Let’s pick apart this article’s title,
inaccessible to most people out there.
Even though we know it as vital
to communicate clearly, be able to share,
what goes on in iv’ry towers detrital,
to whom it is relevant, as well as where.
Since taxpayers pay for us, science and all,
we need to inform them without any brawl.

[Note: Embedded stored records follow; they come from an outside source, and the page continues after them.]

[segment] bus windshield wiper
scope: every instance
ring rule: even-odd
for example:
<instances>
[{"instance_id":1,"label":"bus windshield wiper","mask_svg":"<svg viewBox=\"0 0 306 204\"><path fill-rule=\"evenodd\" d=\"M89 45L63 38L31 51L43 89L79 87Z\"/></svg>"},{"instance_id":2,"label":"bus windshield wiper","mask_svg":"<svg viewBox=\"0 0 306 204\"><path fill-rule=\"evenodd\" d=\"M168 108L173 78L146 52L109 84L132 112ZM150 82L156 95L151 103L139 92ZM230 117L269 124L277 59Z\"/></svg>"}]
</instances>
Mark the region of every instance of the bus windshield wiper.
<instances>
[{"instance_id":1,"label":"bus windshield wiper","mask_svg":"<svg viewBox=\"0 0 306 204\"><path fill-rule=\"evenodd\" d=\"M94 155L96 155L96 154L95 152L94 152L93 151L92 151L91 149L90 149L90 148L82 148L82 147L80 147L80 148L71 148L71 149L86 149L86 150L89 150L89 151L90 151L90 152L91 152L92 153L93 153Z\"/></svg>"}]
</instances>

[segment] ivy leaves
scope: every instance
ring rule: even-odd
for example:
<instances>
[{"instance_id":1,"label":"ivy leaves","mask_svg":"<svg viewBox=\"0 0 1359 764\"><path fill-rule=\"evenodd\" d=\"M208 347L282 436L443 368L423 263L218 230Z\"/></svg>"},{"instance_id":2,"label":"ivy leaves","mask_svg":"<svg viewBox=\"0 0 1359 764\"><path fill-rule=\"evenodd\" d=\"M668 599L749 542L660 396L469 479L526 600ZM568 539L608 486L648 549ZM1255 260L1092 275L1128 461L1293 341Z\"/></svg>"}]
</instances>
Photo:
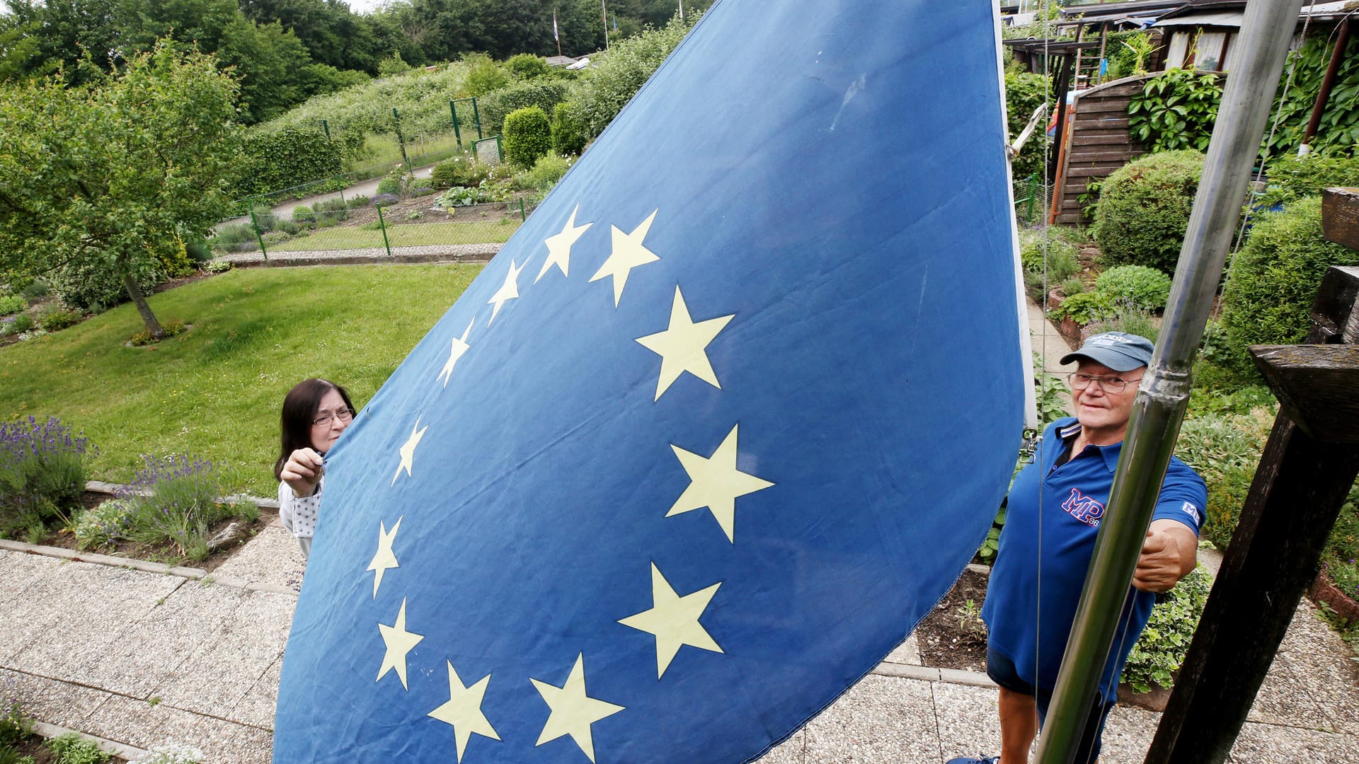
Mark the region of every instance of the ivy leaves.
<instances>
[{"instance_id":1,"label":"ivy leaves","mask_svg":"<svg viewBox=\"0 0 1359 764\"><path fill-rule=\"evenodd\" d=\"M1128 103L1128 131L1151 152L1208 148L1218 120L1218 75L1167 69Z\"/></svg>"}]
</instances>

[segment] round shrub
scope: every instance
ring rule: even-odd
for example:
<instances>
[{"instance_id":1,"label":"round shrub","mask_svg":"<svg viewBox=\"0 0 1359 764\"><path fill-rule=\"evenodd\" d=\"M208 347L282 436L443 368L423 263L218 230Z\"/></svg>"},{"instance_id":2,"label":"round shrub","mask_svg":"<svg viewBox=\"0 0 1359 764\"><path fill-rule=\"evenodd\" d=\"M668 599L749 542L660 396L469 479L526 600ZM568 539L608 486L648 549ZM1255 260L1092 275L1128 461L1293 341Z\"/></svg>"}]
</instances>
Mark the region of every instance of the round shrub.
<instances>
[{"instance_id":1,"label":"round shrub","mask_svg":"<svg viewBox=\"0 0 1359 764\"><path fill-rule=\"evenodd\" d=\"M552 125L548 114L537 106L516 109L506 116L506 159L518 167L533 167L540 156L552 150Z\"/></svg>"},{"instance_id":2,"label":"round shrub","mask_svg":"<svg viewBox=\"0 0 1359 764\"><path fill-rule=\"evenodd\" d=\"M580 107L563 101L552 107L552 151L561 155L579 156L590 140L586 131L586 116Z\"/></svg>"},{"instance_id":3,"label":"round shrub","mask_svg":"<svg viewBox=\"0 0 1359 764\"><path fill-rule=\"evenodd\" d=\"M1095 290L1131 307L1161 310L1170 298L1170 276L1146 265L1120 265L1101 273Z\"/></svg>"},{"instance_id":4,"label":"round shrub","mask_svg":"<svg viewBox=\"0 0 1359 764\"><path fill-rule=\"evenodd\" d=\"M1239 366L1250 367L1249 345L1288 345L1307 336L1311 300L1332 265L1359 265L1359 251L1321 235L1320 197L1256 220L1222 295L1229 352Z\"/></svg>"},{"instance_id":5,"label":"round shrub","mask_svg":"<svg viewBox=\"0 0 1359 764\"><path fill-rule=\"evenodd\" d=\"M1113 171L1099 186L1091 232L1109 265L1146 265L1174 273L1203 154L1150 154Z\"/></svg>"}]
</instances>

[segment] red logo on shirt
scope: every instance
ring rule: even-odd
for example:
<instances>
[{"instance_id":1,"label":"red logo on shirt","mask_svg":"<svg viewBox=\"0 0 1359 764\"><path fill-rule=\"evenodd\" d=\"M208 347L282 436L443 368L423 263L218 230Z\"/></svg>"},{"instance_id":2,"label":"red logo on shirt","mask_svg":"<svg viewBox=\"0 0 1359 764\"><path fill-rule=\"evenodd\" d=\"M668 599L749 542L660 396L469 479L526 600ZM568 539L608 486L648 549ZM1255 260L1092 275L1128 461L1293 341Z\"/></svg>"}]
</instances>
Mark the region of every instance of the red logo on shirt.
<instances>
[{"instance_id":1,"label":"red logo on shirt","mask_svg":"<svg viewBox=\"0 0 1359 764\"><path fill-rule=\"evenodd\" d=\"M1071 489L1071 496L1067 496L1067 500L1061 503L1061 508L1090 527L1099 527L1099 518L1104 517L1104 504L1082 495L1075 488Z\"/></svg>"}]
</instances>

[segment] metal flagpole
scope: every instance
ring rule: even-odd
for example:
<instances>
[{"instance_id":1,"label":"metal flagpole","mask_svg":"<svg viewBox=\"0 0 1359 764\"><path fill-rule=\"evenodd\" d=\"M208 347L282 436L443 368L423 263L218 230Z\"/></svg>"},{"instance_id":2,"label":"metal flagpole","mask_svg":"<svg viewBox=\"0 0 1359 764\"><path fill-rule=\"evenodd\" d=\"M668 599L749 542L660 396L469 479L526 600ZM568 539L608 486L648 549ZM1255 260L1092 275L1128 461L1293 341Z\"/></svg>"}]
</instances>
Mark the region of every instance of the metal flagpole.
<instances>
[{"instance_id":1,"label":"metal flagpole","mask_svg":"<svg viewBox=\"0 0 1359 764\"><path fill-rule=\"evenodd\" d=\"M1176 436L1189 402L1190 372L1218 290L1246 182L1260 151L1284 54L1303 0L1249 0L1238 56L1227 76L1203 178L1185 232L1157 352L1133 404L1113 491L1061 659L1038 744L1040 764L1071 764L1099 676L1113 646L1142 541L1151 525Z\"/></svg>"},{"instance_id":2,"label":"metal flagpole","mask_svg":"<svg viewBox=\"0 0 1359 764\"><path fill-rule=\"evenodd\" d=\"M603 4L605 0L599 0L599 14L603 19L603 49L609 49L609 8Z\"/></svg>"}]
</instances>

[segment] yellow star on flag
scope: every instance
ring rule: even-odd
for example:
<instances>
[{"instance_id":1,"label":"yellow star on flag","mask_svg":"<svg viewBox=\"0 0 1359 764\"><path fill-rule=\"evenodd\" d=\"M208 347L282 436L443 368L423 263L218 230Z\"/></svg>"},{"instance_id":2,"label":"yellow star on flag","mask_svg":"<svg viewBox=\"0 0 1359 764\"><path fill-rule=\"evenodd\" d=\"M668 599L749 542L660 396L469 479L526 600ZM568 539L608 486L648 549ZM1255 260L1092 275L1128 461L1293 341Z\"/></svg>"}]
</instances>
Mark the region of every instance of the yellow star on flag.
<instances>
[{"instance_id":1,"label":"yellow star on flag","mask_svg":"<svg viewBox=\"0 0 1359 764\"><path fill-rule=\"evenodd\" d=\"M552 710L548 714L548 723L542 726L542 734L538 735L538 742L534 745L542 745L561 735L571 735L571 740L576 741L590 761L594 761L594 737L590 733L590 725L622 711L624 707L586 695L584 661L584 653L576 655L576 665L571 667L571 676L567 677L567 684L563 687L541 682L535 678L529 680L538 689L538 695L542 696L548 708Z\"/></svg>"},{"instance_id":2,"label":"yellow star on flag","mask_svg":"<svg viewBox=\"0 0 1359 764\"><path fill-rule=\"evenodd\" d=\"M598 281L606 276L613 276L614 307L618 307L618 299L622 298L622 287L628 283L628 273L639 265L660 260L656 257L656 253L641 245L641 241L647 238L647 231L651 230L651 223L656 219L656 212L660 211L654 209L640 226L632 230L631 234L624 234L617 226L610 226L613 232L613 253L610 253L609 258L603 261L599 271L590 277L590 281Z\"/></svg>"},{"instance_id":3,"label":"yellow star on flag","mask_svg":"<svg viewBox=\"0 0 1359 764\"><path fill-rule=\"evenodd\" d=\"M397 476L401 474L402 469L406 470L406 477L410 477L410 462L416 457L416 446L419 446L420 439L424 438L425 430L429 430L429 426L425 424L424 427L420 427L420 417L417 416L416 426L410 428L410 438L408 438L406 445L401 446L401 449L398 450L398 453L401 454L401 464L397 465L397 472L391 474L393 485L397 484Z\"/></svg>"},{"instance_id":4,"label":"yellow star on flag","mask_svg":"<svg viewBox=\"0 0 1359 764\"><path fill-rule=\"evenodd\" d=\"M708 362L707 348L708 343L734 317L735 314L719 315L694 324L689 318L689 306L685 305L680 287L675 287L675 298L670 305L670 328L665 332L637 337L641 347L660 356L660 377L656 379L656 397L652 400L659 401L660 394L669 390L670 385L685 371L719 390L722 389L722 385L718 383L718 375L712 371L712 363Z\"/></svg>"},{"instance_id":5,"label":"yellow star on flag","mask_svg":"<svg viewBox=\"0 0 1359 764\"><path fill-rule=\"evenodd\" d=\"M537 284L538 279L542 279L548 273L548 269L553 265L561 271L563 277L567 277L567 272L571 268L571 245L576 243L576 239L588 231L590 226L594 226L594 223L576 226L576 212L580 212L579 204L571 211L571 218L568 218L567 224L561 227L561 232L552 234L545 239L544 243L548 245L548 261L542 264L542 271L538 271L538 277L533 280L534 284Z\"/></svg>"},{"instance_id":6,"label":"yellow star on flag","mask_svg":"<svg viewBox=\"0 0 1359 764\"><path fill-rule=\"evenodd\" d=\"M523 265L527 265L527 262ZM506 273L506 283L500 284L496 294L491 295L491 299L487 300L487 305L495 306L491 309L491 321L496 319L496 314L500 313L500 306L503 306L506 300L512 300L519 296L519 272L523 271L523 265L515 265L511 260L510 272ZM487 321L487 326L491 326L491 321Z\"/></svg>"},{"instance_id":7,"label":"yellow star on flag","mask_svg":"<svg viewBox=\"0 0 1359 764\"><path fill-rule=\"evenodd\" d=\"M699 624L699 617L718 593L722 582L707 589L685 594L681 597L660 575L660 568L651 563L651 602L650 610L643 610L636 616L628 616L618 623L635 629L647 631L656 636L656 678L665 676L670 667L670 661L685 644L722 653L722 647L713 642L708 631Z\"/></svg>"},{"instance_id":8,"label":"yellow star on flag","mask_svg":"<svg viewBox=\"0 0 1359 764\"><path fill-rule=\"evenodd\" d=\"M448 379L453 377L454 364L457 364L458 359L462 358L462 353L467 352L467 348L472 347L467 344L467 334L472 333L472 325L476 322L477 318L473 317L472 321L467 322L467 328L462 330L462 337L454 337L453 340L453 348L448 351L448 360L444 362L443 370L440 370L439 377L435 378L442 378L444 387L448 386Z\"/></svg>"},{"instance_id":9,"label":"yellow star on flag","mask_svg":"<svg viewBox=\"0 0 1359 764\"><path fill-rule=\"evenodd\" d=\"M406 687L406 653L420 640L424 635L412 633L406 631L406 600L401 598L401 612L397 613L397 623L393 625L378 624L378 631L382 632L382 642L387 646L387 654L382 657L382 667L378 669L378 681L387 672L395 669L397 676L401 677L401 687ZM406 689L410 689L406 687Z\"/></svg>"},{"instance_id":10,"label":"yellow star on flag","mask_svg":"<svg viewBox=\"0 0 1359 764\"><path fill-rule=\"evenodd\" d=\"M405 515L401 515L404 518ZM397 525L391 526L391 533L387 533L387 526L382 521L378 521L378 553L372 556L372 561L368 563L370 571L376 571L372 579L372 598L378 598L378 587L382 586L382 574L389 568L401 567L397 563L397 556L391 553L391 541L397 537L397 529L401 527L401 518L397 518Z\"/></svg>"},{"instance_id":11,"label":"yellow star on flag","mask_svg":"<svg viewBox=\"0 0 1359 764\"><path fill-rule=\"evenodd\" d=\"M713 519L727 534L727 541L735 544L734 525L737 519L737 496L762 491L773 483L737 469L737 428L722 440L711 457L686 451L674 443L670 449L680 458L684 470L689 473L689 487L675 499L666 517L708 507Z\"/></svg>"},{"instance_id":12,"label":"yellow star on flag","mask_svg":"<svg viewBox=\"0 0 1359 764\"><path fill-rule=\"evenodd\" d=\"M444 663L448 663L448 701L425 715L453 726L453 738L458 744L458 761L462 761L462 753L467 750L472 735L500 740L487 715L481 712L481 699L487 695L491 674L481 677L472 687L463 687L453 663L448 661Z\"/></svg>"}]
</instances>

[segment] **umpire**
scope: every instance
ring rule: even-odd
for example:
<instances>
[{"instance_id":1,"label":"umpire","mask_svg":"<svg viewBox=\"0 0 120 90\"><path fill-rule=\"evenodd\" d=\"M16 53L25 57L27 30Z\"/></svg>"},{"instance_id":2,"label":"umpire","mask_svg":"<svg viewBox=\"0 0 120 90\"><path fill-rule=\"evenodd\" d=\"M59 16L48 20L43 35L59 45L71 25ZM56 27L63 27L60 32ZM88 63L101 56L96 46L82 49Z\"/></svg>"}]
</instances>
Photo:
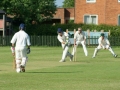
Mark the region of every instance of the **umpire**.
<instances>
[{"instance_id":1,"label":"umpire","mask_svg":"<svg viewBox=\"0 0 120 90\"><path fill-rule=\"evenodd\" d=\"M27 62L27 54L30 53L30 38L29 35L24 31L25 24L21 23L19 31L12 37L12 54L16 60L16 72L25 72L25 66ZM16 43L16 46L15 46ZM27 46L27 47L26 47Z\"/></svg>"}]
</instances>

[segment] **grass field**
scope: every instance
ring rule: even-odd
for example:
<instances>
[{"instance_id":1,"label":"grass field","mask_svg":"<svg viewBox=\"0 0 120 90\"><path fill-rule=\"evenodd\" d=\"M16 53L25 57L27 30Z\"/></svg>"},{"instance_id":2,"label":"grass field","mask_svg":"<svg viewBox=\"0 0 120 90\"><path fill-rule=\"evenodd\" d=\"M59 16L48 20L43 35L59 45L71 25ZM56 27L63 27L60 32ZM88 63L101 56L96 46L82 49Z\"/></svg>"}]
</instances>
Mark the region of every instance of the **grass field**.
<instances>
[{"instance_id":1,"label":"grass field","mask_svg":"<svg viewBox=\"0 0 120 90\"><path fill-rule=\"evenodd\" d=\"M77 49L77 62L60 63L61 47L31 47L25 73L13 69L10 47L0 47L0 90L120 90L120 49L92 58L94 48ZM71 50L71 48L70 48Z\"/></svg>"}]
</instances>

“Sim’lated” just means a model predicts.
“Warmer climate”, then, is scientists’ code
for “some time in the future”, but nothing fix.
Which means if we continue down this road
of putting more CO2 in the mix
“upwelling”, whatever that is, will be slowed.
“Upwelling” means that waters from the deep
up to the surface of the ocean creep.

“Tropical” means “going on in the tropic’”.
“Oxygen minimum waters” contain
low levels of oxygen, which are a topic
of discussion in the science domain,
because if levels sink down to “hypoxic”,
almost no life in the sea can remain.
Fate of dead animals and plants, in the end,
does on the oxygen levels depend.

Dependent on oxygen, chemicals form,
that can change climate as does CO2,
if they reach the atmosphere in a storm
or just by “upwelling”, out of the blue,
they make that further the climate will warm.
Therefore, it’s nice to know that the brew
of “oxygen minimum waters” will leach
more slowly to continents’ western beach’.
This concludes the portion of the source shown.